I felt petty resentment toward my husband's "sleep superpowers" while I was miserably peripartum, too, though I didn't think of my envy as political.

I did harbor political resentment toward a certain type of pro-life mommyblogger that insisted -- with the best of intentions, I'm sure -- that "pregnancy is not a disease": that it's a perfectly natural and healthy state that women who've taken care of themselves have no reason to fear. The whole idealization of motherhood as the ultimate sacrifice, on the one hand, but also no sacrifice at all on the other (because it's what you and your body were "meant to do", because (it was often insinuated) all it takes to achieve healthy pre- and post-partum states is sufficient discipline, because any worthwhile woman will find it more fulfilling than anything...) grated on me.

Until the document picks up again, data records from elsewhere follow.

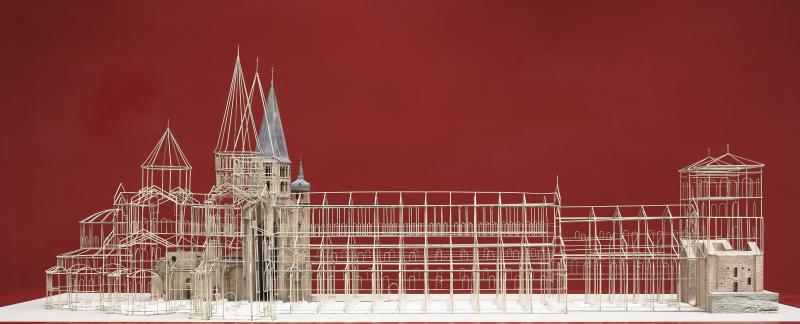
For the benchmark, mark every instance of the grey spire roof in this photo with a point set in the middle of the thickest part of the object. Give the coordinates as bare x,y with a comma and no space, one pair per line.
238,130
270,137
300,184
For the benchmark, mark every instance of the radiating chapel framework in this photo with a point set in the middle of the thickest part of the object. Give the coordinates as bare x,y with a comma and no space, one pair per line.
259,245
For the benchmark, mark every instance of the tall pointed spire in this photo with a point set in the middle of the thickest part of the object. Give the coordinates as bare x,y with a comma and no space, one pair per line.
238,131
300,171
270,137
558,192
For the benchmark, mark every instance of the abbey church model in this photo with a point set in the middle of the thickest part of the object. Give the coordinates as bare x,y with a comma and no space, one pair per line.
260,246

I did experience pregnancy as a "disease", that is, as something my particular body was *not* set up to do "naturally", and while that can be attributed to underlying conditions, I didn't earn those conditions through lack of discipline. Instead, I entered my childbearing years quite fit and physically disciplined considering their presence -- then childbearing "broke" me for a while.

The term "kyriarchy" is intended to extend "the patriarchy" beyond gender. I'm not a serious feminist, but at least where these particular mommybloggers were concerned, I began to see why the label "kyriarchy" might stick. I had some loose professional relationships with them, and, while I think their intention was to buck other women up, to make being a "good mom" seem within every ordinary woman's reach and carrying a pregnancy to term seem unfrightening (and abortion therefore less attractive), the effect of such seemingly oblivious cheerleading on someone already suffering was the opposite, isolating and shaming.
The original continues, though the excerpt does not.